Answer: None of the above. The Department of Agriculture probably wouldn’t accept any of those choices. Neither would the people in and around the Virginia Range.
Why? No stakeholder involvement.
Consider this approach: Privately owned but publicly held.
The group that owns the horses should be related to those who own the land on which the horses roam. Keep decision-making authority close to the people affected.
Power over the horses should not be concentrated in the hands of a few. A non-profit corporation directed by its members (e.g., land owners) might work. This would be the legal entity to which the horses are transferred.

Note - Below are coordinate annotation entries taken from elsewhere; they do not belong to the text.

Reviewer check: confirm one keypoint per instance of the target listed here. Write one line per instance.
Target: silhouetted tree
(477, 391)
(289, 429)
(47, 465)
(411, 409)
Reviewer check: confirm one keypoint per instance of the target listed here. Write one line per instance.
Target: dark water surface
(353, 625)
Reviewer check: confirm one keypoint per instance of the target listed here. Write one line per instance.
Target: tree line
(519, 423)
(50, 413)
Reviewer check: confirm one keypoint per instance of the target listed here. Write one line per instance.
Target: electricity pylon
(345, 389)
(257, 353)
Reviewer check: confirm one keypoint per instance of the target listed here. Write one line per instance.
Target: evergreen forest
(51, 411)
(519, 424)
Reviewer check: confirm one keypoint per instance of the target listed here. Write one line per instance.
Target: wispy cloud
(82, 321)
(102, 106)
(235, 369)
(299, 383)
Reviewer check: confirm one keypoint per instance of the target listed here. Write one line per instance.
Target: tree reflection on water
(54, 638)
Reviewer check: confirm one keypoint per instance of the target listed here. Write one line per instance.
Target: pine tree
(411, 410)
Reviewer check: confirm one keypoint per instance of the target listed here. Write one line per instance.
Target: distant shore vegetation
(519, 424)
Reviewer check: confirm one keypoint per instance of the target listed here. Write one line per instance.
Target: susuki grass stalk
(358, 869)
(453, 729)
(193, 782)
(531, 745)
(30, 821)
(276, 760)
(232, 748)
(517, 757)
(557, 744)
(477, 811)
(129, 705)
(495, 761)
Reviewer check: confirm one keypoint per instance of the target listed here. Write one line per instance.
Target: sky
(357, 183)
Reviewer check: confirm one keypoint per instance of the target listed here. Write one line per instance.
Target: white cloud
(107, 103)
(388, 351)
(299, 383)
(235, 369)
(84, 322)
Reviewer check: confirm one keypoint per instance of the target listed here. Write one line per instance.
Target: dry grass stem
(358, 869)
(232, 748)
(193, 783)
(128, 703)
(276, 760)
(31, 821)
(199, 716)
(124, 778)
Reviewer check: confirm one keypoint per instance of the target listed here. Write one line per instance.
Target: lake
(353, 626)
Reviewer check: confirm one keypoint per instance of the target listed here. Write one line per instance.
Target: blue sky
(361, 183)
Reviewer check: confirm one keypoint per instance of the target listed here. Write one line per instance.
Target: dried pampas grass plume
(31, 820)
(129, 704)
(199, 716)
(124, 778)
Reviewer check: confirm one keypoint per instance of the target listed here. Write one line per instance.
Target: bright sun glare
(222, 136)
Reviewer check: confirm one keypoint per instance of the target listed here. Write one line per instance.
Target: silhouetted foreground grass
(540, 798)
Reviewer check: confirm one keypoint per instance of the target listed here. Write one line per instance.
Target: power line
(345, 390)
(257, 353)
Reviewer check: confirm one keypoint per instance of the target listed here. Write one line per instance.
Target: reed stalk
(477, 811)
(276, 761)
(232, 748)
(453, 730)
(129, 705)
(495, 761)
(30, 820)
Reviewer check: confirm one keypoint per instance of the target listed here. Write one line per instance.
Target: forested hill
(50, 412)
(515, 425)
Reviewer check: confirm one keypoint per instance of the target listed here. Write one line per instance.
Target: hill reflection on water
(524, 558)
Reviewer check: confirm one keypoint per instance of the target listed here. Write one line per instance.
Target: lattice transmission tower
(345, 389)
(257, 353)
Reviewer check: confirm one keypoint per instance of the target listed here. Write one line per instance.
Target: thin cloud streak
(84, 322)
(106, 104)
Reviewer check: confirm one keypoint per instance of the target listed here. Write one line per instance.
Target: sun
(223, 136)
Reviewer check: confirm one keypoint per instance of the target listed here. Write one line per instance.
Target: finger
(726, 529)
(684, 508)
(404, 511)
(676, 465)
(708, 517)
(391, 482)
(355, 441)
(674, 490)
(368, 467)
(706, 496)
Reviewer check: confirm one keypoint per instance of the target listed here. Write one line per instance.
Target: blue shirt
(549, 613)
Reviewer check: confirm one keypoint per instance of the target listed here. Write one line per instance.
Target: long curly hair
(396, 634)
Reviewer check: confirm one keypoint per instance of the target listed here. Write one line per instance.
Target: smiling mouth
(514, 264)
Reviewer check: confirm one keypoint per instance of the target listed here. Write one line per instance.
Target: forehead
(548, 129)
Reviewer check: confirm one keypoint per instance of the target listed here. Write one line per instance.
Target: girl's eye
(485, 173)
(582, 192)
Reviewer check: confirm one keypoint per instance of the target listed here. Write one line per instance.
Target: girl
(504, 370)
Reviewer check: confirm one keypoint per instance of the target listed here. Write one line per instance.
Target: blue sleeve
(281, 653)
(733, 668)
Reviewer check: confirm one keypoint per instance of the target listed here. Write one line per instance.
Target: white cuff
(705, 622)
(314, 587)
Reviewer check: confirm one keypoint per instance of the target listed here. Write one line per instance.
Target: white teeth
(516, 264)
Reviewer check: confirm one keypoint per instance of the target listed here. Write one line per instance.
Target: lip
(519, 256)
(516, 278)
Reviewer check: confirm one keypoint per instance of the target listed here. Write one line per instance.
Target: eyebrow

The land owners could provide ‘seed money’ for the corporation.
The corporation would also accept support from other interested parties, such as monetary donations, grants, donations of equipment/materials/tools, donations of services, people who volunteer their time.
Bylaws would specify what the corporation does and does not do, procedures for meetings, how to make decisions, who has voting rights, etc.
Policies, programs and practices for managing the horses would be subject to member approval.
Some folks are upset with the Board’s decision, understandably. But we have to face the situation as it is and be creative. These are Annie’s horses. The Virginia Range is ground zero for the wild horse preservation movement.
You can still spend a lot of time with those guys (the VR horses). There is a lot of work to do and the clock is ticking. The RFP will be posted in three or four weeks.